I was wrong. I had the business model upside down. I figured Target made their profits on high-style, low-cost goods. Businessweek just reported that Target’s latest statement shows that three-quarters of their profits didn’t come from the sale of goods they came from subprime lending. That’s three out of every four dollars of profit come from interest, late fees, over-limit charges and penalty fees. I guess the baby clothes are just the teaser; what they really want is 29% interest on the Target card. And that difference has big-time political implications.

Business analysts are worried about Target because the evidence is growing that they have pumped up credit card returns by steadily lowering lending standards and pushing credit cards into high-default territory. As the American family begins to stumble under a crushing debt burden, hard times are predicted for Target. They sell low-cost goods, but they are surviving on high-cost credit products.

But there’s another implication to the Businessweek revelation. The Target example shows how far subprime lending has permeated American business. Is Target in the low-cost baby-stroller business or the high-cost credit card business? By a vote of three-to-one, the profit line says it is all about credit cards.
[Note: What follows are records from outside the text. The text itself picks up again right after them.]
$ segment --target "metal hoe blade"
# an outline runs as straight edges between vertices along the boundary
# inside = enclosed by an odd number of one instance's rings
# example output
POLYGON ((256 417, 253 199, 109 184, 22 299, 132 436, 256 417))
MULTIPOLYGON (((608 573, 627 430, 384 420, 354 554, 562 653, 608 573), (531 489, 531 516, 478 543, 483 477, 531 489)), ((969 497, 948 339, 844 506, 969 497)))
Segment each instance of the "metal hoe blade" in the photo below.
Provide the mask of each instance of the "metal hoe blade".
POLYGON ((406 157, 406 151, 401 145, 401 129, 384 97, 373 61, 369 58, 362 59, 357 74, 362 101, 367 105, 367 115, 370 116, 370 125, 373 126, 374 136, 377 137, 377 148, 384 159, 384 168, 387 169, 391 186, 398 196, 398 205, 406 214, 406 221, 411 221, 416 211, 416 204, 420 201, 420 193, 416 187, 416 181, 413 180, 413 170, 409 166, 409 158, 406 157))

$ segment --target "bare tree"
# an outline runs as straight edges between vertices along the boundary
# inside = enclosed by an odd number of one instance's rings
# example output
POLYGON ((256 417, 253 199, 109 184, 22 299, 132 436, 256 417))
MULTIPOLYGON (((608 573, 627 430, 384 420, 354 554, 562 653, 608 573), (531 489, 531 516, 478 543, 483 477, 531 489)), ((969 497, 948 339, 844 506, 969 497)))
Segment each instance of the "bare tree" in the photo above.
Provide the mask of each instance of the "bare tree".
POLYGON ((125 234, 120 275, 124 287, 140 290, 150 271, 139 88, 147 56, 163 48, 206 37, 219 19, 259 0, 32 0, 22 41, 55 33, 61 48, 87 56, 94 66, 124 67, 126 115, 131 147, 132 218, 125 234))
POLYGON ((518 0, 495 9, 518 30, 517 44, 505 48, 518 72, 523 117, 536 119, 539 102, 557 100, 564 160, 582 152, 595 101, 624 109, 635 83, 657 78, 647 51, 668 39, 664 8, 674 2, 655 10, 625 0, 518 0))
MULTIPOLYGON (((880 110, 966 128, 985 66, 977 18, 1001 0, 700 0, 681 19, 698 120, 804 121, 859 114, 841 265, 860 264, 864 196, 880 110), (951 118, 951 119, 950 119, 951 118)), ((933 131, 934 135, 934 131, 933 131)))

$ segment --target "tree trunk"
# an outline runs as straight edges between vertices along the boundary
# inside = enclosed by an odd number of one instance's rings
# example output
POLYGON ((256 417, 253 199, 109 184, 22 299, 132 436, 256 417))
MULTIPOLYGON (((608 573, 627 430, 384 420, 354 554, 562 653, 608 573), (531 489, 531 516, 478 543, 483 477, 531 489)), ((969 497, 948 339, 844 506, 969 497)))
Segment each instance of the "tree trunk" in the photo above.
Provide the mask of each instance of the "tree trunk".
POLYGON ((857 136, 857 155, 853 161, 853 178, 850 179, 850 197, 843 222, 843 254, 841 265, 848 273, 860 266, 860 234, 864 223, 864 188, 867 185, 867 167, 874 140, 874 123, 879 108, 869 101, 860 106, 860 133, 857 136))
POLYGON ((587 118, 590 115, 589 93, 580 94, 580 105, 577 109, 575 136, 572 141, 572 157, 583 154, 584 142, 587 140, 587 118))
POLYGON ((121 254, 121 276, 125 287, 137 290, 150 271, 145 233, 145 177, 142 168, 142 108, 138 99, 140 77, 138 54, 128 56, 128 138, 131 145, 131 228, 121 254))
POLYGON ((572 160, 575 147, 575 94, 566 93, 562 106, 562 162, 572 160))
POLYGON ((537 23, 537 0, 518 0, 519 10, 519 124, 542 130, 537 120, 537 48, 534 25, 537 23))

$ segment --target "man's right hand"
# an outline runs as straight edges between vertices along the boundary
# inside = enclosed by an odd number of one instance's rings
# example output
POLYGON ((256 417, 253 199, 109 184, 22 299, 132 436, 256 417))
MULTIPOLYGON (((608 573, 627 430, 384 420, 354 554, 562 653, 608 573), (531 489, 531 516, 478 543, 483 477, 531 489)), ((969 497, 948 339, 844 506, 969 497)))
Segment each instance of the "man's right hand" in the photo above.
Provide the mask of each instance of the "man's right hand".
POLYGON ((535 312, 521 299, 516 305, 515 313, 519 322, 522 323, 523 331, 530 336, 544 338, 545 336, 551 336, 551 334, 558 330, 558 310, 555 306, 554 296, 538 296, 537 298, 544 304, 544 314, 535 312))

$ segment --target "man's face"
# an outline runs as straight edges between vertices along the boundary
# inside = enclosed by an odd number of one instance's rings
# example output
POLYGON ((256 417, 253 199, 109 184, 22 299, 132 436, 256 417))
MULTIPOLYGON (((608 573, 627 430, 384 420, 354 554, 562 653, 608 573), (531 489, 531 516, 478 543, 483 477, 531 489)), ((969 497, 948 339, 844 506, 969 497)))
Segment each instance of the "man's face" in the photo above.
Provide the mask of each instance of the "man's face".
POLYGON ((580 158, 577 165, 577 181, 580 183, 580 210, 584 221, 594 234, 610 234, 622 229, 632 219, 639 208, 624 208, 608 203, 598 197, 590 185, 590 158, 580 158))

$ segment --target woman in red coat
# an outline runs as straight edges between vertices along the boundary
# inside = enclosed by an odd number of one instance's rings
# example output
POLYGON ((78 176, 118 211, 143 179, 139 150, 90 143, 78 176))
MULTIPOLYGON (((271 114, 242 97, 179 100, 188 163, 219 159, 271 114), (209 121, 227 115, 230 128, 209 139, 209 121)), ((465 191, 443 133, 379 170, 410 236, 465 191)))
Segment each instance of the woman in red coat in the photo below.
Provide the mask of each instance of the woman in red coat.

That means that Target cares about tariffs and trade laws, immigration policies and all the things that keep their stores running. But they are even more interested in the laws of consumer credit. If they want to protect their biggest source of profits, then Target becomes a big ally for the credit card companies in the battles over credit card disclosure laws and interest rate regulation. Target has a real interest in every law that lets creditors squeeze debtors for repayment.

When it comes to passing laws to protect them from predatory lenders, consumers don’t have many friends in Washington. The Target story is a reminder of just how many forces are aligned against them.